星と月と恋の話
――――――…星野さんが、何を考えているかなんて。

僕にはどうでも良いことで、最早興味関心もなかった。

お疲れ会?どうぞお好きに。

その打ち上げでまたおかしな勝負をして、また愚かな罰ゲームでも提案してるんじゃないだろうか。

次のターゲットは誰だ?

もう僕は使えないから、今度はAクラスの車椅子の男子か?

それとも、転入生の久露花さんか?

野良犬並みの学習能力もない彼女達なら、きっと懲りずにまたやるだろう。

好きにすれば良い。

僕にはもう関係ない。

何だかあれ以来、星野さんは仲間達とぎくしゃくしているようで。

「星ちゃん、どうしちゃったんだろう?」と、お友達が相談している声が聞こえてきたこともあったが。

僕には関係ない。

もしかしたら、クリスマスイブのあの日、僕に散々痛めつけられたのがまだ効いているのかもしれないが。

自業自得だ。

僕が罪悪感を感じる必要はない。
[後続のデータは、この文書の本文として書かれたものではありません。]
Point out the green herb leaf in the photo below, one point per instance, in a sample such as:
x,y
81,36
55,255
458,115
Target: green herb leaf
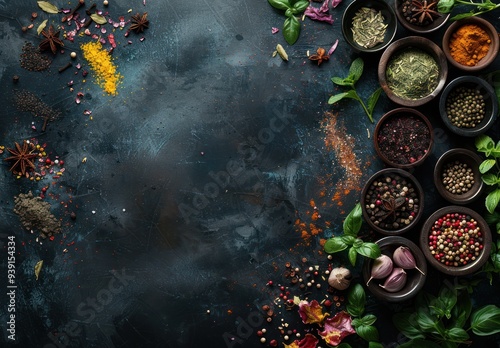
x,y
98,18
291,30
368,333
47,7
353,221
486,165
370,250
492,200
334,245
356,69
353,254
356,299
486,320
407,324
484,143
280,4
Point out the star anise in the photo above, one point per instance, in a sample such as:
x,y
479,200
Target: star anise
x,y
320,57
51,40
139,22
22,157
390,206
424,11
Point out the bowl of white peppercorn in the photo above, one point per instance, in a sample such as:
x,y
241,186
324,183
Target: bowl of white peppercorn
x,y
468,106
457,177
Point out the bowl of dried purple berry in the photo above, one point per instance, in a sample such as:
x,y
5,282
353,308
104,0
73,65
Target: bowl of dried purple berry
x,y
392,201
420,16
456,240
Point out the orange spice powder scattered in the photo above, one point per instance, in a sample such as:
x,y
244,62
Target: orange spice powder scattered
x,y
102,65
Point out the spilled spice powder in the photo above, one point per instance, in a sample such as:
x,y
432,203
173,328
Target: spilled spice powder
x,y
102,64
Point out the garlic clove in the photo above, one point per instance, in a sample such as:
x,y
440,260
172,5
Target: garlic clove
x,y
404,258
396,281
381,268
340,278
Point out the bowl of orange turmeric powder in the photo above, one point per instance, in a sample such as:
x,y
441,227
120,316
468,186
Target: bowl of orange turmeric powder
x,y
471,44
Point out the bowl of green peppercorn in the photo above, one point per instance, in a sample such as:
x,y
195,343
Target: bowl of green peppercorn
x,y
468,106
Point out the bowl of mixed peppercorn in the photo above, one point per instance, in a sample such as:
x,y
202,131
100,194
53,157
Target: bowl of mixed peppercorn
x,y
420,16
468,106
457,176
456,240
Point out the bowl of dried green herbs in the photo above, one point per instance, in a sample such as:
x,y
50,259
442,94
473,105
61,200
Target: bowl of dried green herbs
x,y
412,71
369,25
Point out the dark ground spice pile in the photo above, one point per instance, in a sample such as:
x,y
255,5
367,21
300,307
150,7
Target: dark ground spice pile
x,y
35,215
32,59
27,101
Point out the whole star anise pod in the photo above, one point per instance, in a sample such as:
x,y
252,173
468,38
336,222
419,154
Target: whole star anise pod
x,y
51,40
320,57
139,22
23,158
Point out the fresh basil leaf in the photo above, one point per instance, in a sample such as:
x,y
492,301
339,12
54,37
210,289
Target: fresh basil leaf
x,y
353,221
353,254
486,320
368,333
492,200
445,6
291,30
280,4
407,324
370,250
356,69
486,165
334,245
356,299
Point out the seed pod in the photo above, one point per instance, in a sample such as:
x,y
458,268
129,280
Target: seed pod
x,y
381,268
396,281
340,278
404,258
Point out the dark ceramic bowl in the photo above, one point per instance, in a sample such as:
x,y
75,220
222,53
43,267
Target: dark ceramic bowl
x,y
472,160
405,137
412,42
473,265
415,280
378,5
437,23
492,52
379,211
490,99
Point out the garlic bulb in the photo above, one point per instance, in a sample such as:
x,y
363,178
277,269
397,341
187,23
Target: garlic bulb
x,y
340,278
381,268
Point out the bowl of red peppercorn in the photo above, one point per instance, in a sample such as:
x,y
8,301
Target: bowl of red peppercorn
x,y
471,44
468,106
457,176
403,138
420,17
456,240
392,201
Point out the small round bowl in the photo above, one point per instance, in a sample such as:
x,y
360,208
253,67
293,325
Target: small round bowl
x,y
415,280
490,99
472,160
413,42
379,212
471,266
486,26
401,143
378,5
436,24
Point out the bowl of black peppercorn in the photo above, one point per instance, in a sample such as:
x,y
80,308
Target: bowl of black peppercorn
x,y
468,106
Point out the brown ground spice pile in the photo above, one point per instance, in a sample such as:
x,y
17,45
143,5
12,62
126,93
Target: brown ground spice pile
x,y
35,215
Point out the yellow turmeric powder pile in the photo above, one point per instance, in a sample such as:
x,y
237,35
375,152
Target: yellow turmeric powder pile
x,y
102,65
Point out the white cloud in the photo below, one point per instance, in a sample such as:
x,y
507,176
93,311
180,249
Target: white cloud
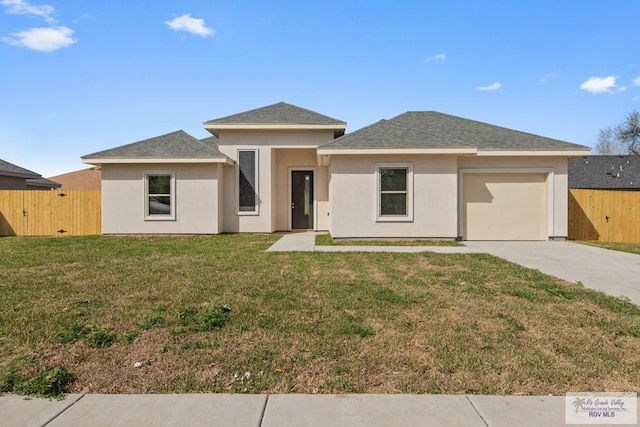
x,y
602,85
42,39
439,57
493,86
20,7
548,76
190,25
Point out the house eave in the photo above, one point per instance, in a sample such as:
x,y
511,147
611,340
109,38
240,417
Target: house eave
x,y
533,153
364,151
101,161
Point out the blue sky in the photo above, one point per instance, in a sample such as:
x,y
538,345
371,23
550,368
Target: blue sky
x,y
78,77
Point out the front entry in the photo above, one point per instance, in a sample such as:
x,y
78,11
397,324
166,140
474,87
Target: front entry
x,y
302,200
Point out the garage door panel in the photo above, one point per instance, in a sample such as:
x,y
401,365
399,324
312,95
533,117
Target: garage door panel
x,y
504,206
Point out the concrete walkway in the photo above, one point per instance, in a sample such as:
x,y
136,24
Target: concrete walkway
x,y
305,241
612,272
284,410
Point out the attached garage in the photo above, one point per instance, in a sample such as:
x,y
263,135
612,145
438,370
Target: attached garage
x,y
504,206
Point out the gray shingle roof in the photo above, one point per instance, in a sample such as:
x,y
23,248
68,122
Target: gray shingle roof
x,y
174,145
9,169
280,113
431,129
605,172
42,182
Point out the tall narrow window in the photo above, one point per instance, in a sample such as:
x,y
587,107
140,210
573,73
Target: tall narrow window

言いたいことを言ってやっただけだ。

…それにしても。

もし本当に、星野さんが僕のことで未だに罪悪感を引き摺っているのだとしたら。

案外彼女も、殊勝なところがあるものだ。

まぁそれはないか。

精々、生まれて初めて、あれほど他人に罵倒されたものだから。

温室育ちのお嬢様には、刺激が強過ぎたのだろう。

いずれにしても。

何度も言うように、僕には関係ない。

関係ない、関係ない、関係ない…と。

一日に何度も考えては「関係ないなら考えるなよ」と、自分にツッコミを入れている。

僕は、そんな毎日を送っていた。

気を紛らすように、家事に集中して、母の仕事の手伝いに集中して。

勉強に集中して、それでも駄目なら、師匠にぶん投げてもらって。

そうやって、落ち着かない毎日を過ごしていた。




…そんな矢先だった。

放課後。いつも通り、買い物に寄って帰ろうとしていた僕のもとに。

「おい、ちょっと顔貸せよ」

険しい顔をした菅野さんが、僕を呼び止めた。